En cuanto a Mary Jo y Elijah, murieron a finales de los ochenta en un absurdo accidente de coche cuando iban a visitar a alguno de los parientes Connors. Llevábamos años sin vernos, pero seguíamos en contacto por medio de las cartas y el teléfono. A pesar del tiempo transcurrido, sigo echándoles de menos y no pasa un solo día en que no piense en ellos.

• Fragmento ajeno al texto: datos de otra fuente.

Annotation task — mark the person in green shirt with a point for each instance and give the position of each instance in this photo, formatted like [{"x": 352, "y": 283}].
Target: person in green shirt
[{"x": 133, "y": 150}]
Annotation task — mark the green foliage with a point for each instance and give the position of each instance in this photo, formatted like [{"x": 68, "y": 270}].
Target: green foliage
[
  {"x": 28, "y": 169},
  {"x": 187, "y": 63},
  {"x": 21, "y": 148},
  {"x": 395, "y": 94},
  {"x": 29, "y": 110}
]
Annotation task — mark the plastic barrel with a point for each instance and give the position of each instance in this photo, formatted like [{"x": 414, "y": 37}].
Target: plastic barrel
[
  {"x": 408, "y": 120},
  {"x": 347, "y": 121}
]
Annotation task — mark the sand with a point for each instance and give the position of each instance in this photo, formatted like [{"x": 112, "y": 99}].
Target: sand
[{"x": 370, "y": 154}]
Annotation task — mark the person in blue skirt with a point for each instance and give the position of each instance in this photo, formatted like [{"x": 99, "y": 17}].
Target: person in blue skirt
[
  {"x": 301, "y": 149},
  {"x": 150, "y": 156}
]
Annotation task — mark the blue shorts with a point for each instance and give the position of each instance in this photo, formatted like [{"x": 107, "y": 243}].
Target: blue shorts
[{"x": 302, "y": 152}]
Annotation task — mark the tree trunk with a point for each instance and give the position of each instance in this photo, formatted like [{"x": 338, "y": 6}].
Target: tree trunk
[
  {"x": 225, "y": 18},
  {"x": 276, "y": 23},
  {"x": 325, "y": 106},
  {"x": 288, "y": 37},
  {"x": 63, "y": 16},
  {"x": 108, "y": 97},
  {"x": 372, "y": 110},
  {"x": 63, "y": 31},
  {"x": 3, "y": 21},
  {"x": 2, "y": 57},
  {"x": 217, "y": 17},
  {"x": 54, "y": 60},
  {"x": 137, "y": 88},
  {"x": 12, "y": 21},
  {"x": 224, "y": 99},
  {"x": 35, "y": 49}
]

¿Y yo? Pues ya me ves. Esperando a que me llegue el turno mientras miro otra vez estas viejas fotos. Todavía me resulta muy fácil recordar cuando las tengo delante, pero sé que algún día llegará el olvido. Por eso te he contado esta historia. Nadie, salvo tú, la conoce por completo. El día que yo no esté, puedes decidir qué es lo que deseas hacer con ella. No llores, Cecilia. O hazlo, si quieres. Son buenas lágrimas. ¿Sabes una cosa? Cuando me dijeron que alguien vendría, nunca creí que iba a ser una persona capaz de escucharme, y luego llorar. No sé qué pensarás tú, pero creo que éste es un buen final para mi historia.